Myanmar junta gifts food, cash to monks


FE Team | Published: October 09, 2007 00:00:00 | Updated: February 01, 2018 00:00:00


YANGON, Oct 8 (AFP): Myanmar's military junta has donated thousands of dollars as well as food and medicines to monasteries in Yangon, state media reported Monday, in an apparent gesture of reconciliation.
Buddhist monks had last month declared a boycott on donations from soldiers and their families as they spearheaded mass protests which brought as many as 100,000 people onto the streets of the nation's main city.
The monks were beaten and arrested when the ruling generals reacted to the biggest threat to their rule in 20 years with a bloody crackdown that left at least 13 people dead and more than 2,100 locked up.

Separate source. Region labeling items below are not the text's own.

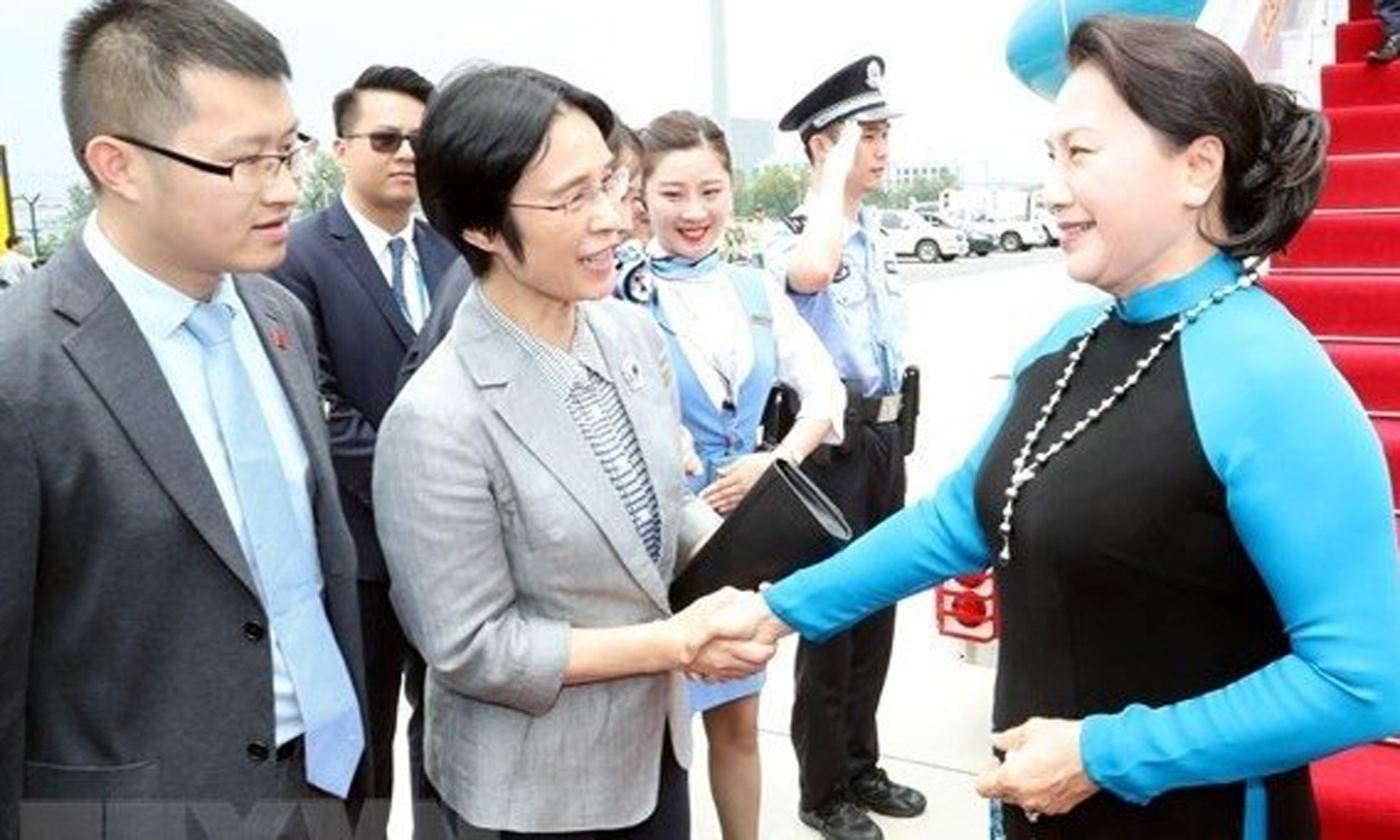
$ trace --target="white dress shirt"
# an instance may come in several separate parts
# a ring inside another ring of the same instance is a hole
[[[183,329],[185,319],[200,301],[157,280],[126,259],[102,232],[97,213],[90,216],[83,227],[83,244],[87,245],[102,273],[116,287],[116,294],[132,312],[136,326],[140,328],[141,336],[146,337],[151,353],[155,354],[155,363],[165,377],[165,384],[175,395],[181,414],[185,416],[185,424],[195,437],[195,444],[204,459],[204,466],[209,468],[210,477],[214,479],[218,498],[224,503],[228,521],[238,535],[238,545],[251,561],[248,528],[244,525],[234,473],[228,466],[228,454],[218,431],[214,403],[204,381],[204,349],[188,329]],[[301,526],[309,526],[311,532],[315,533],[311,498],[307,491],[311,463],[307,459],[297,421],[291,414],[291,406],[287,403],[287,395],[281,391],[277,372],[263,351],[258,330],[248,315],[248,308],[235,293],[231,277],[227,274],[223,277],[213,300],[225,302],[234,309],[234,349],[244,363],[249,379],[252,379],[263,419],[267,421],[267,430],[277,447],[294,515]],[[270,624],[267,634],[272,643],[267,647],[272,650],[273,713],[277,722],[277,745],[280,746],[301,735],[304,727],[291,672],[287,669]]]
[[[423,280],[423,262],[419,259],[419,249],[413,244],[413,218],[409,218],[409,224],[402,231],[388,232],[356,210],[349,197],[340,196],[340,202],[346,206],[350,221],[360,231],[360,238],[364,239],[370,256],[379,266],[384,281],[391,288],[393,287],[393,255],[389,252],[389,239],[395,237],[403,239],[406,245],[403,249],[403,300],[409,307],[409,325],[417,332],[427,321],[433,301],[428,297],[427,283]]]
[[[658,302],[676,332],[680,350],[715,406],[732,399],[753,370],[749,315],[724,272],[721,266],[704,277],[654,280]],[[787,294],[767,279],[763,288],[773,314],[777,381],[790,385],[801,398],[798,417],[830,420],[832,431],[823,442],[840,444],[846,428],[846,386],[836,375],[832,357]],[[742,340],[735,340],[736,336]]]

The official New Light of Myanmar newspaper said Lieutenant General Myint Swe of the defence ministry Sunday distributed about 8,000 dollars in cash and huge amounts of rice, cooking oil, toothpaste and medicine to 50 monasteries and a nunnery in northern Yangon.

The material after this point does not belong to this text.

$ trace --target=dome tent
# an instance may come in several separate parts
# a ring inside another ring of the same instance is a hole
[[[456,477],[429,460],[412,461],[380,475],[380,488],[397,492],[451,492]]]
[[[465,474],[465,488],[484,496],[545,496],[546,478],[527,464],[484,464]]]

The paper, a government mouthpiece, said the donations were made on behalf of military members and their families, and were accepted by the monks.
In Buddhism, refusing to take alms is regarded as a snub akin to effective excommunication, and acceptance of the gifts would indicate the soldiers have been brought back into the faith.
During the weekend the military trumpeted its release of more than half of 2,171 people arrested in the crackdown and noted that nearly 400 of 533 monks detained had been "sent back to their respective monasteries."
State media reported that pornography and weapons, including one pistol and 13 slingshots, had been confiscated during raids on the monasteries.
The donations were latest in a series of gestures by the military aimed at easing domestic and international pressure on the regime.